Cittaslow Adayı Eldivan 06 Ekim 2025, 14:53

CITTASLOW FELSEFESİ
Küreselleşmenin etkisiyle şehirler hızlı çalışılan, hızlı yaşanılan ve üretmekten çok tüketen, kendi kendine yetmeyen yaşam alanları haline gelmiştir. Kentler, kuruluş amaçları olan insanların bir arada güven içinde yaşadıkları yerler olmaktan çıkmış, insanların daha hızlı hareket etmeleri ve daha hızlı çalışmaları için tasarlanan mekanlara dönüşmüştür. İnsanların birbirlerinin sıcaklığına sığındıkları, sosyalleştikleri, el emeklerini birbirlerine sundukları sosyal korunaklar olmaktan gittikçe uzaklaşan kentler, insanların tüketim için yaşadıkları sahneler halini almıştır.

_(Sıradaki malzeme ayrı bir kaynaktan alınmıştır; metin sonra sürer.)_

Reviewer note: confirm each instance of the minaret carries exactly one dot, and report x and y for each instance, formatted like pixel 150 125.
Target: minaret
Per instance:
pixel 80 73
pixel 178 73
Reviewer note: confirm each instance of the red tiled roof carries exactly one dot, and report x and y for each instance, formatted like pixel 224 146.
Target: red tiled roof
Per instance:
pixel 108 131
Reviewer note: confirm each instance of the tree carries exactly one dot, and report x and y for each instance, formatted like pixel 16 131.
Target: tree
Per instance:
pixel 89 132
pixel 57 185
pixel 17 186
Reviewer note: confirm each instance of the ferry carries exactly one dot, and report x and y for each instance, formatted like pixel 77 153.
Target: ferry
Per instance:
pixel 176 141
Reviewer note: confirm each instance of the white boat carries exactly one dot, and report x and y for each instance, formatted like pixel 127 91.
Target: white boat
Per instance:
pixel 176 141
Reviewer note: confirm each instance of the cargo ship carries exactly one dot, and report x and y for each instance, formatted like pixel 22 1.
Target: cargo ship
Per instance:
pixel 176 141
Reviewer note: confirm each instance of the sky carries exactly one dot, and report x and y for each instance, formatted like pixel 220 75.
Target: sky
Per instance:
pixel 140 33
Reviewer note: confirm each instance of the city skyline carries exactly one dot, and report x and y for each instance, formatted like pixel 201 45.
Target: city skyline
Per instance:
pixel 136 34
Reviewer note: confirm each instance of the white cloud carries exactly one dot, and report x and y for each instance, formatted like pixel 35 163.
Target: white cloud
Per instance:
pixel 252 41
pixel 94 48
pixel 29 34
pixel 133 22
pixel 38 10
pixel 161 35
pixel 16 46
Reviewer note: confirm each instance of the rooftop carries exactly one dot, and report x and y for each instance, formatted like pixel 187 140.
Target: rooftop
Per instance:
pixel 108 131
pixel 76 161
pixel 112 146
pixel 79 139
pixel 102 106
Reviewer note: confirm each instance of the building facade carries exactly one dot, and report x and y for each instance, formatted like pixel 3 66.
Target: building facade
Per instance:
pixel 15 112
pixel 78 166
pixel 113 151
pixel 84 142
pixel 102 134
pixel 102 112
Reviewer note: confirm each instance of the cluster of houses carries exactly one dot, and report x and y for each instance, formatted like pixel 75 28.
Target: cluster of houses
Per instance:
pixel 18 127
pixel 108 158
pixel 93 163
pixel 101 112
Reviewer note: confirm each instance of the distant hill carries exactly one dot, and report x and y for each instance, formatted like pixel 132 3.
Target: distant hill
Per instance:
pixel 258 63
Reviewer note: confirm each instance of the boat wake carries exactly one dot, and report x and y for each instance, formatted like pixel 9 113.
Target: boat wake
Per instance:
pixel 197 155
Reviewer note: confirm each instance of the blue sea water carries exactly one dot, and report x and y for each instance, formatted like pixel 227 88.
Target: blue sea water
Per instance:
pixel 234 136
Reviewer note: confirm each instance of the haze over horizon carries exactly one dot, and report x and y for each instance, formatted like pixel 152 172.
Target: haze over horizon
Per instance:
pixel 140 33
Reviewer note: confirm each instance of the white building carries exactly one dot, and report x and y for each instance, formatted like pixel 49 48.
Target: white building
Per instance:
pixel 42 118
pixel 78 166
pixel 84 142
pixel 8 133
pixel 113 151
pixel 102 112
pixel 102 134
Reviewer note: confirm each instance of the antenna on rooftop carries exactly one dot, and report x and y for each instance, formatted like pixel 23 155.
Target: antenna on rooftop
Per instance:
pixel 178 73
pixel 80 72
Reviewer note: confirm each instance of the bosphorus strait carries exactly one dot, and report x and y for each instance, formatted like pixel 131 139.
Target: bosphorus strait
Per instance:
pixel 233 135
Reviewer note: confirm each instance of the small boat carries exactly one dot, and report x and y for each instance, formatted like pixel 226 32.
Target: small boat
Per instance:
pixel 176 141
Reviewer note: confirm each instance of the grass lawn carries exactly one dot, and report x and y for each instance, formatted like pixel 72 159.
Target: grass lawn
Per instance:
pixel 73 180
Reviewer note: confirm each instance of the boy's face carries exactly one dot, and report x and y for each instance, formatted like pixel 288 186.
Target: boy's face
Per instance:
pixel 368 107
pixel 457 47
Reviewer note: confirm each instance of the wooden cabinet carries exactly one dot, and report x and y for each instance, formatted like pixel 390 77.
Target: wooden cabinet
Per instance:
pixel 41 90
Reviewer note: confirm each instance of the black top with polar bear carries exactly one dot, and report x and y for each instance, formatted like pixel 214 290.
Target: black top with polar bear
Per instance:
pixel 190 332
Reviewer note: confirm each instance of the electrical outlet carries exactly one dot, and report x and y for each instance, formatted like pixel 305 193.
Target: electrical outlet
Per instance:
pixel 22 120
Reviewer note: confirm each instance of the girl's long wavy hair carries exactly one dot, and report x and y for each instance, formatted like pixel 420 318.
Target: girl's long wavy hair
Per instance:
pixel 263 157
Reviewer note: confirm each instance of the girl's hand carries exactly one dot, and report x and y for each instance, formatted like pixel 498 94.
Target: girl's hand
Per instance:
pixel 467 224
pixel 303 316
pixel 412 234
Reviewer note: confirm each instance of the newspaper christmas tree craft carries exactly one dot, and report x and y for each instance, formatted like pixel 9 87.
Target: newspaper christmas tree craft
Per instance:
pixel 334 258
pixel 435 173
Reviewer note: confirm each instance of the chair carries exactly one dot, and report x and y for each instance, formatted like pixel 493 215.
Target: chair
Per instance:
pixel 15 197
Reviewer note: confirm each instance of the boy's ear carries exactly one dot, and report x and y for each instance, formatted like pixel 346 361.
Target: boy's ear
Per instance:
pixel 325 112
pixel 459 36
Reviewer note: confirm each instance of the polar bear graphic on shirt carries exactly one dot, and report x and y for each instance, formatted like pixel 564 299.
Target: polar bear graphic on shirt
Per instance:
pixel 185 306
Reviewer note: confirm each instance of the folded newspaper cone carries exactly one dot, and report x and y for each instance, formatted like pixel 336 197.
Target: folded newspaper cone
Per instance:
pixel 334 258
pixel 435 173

Yaşamın hızlanması sonucu insanlar daha hızlı yemek yemek, daha hızlı alışveriş yapmak, gidecekleri yere daha hızlı varmak için belli bir tempo içinde koşturup durmaktadırlar. Bu yaşam tarzı bakkallar, manav, terzi gibi küçük esnaf yerine AVM’leri, çocuklarımızın oyun oynayacağı alanlar yerine otoparkları, daha çok park ve yeşil alan yerine geniş otoyolları hayatımıza sokmuştur. İnsanın en önemli değeri olan kısıtlı yaşamını sağlıksız yiyecekler, hava kirliliği, trafik, yalnızlık ve tüketimle harcaması modern yaşamın vazgeçilmezi olarak sunulmuştur. Popüler kültürün de desteklediği hayatı yaşamak için zamanı olmayan, işine arabasıyla hızla giden, oturup kahve içecek bir yarım saati bile olmadığı için yürürken kahvesini içen, yetişmesi gereken bir yerler olduğu için yemekten zevk almak yerine ayakta hızlı bir şekilde “beslenen”, komşularını veya yerel esnafı tanımayan modern insan modelinin sürdürülebilir olmadığı ortadadır.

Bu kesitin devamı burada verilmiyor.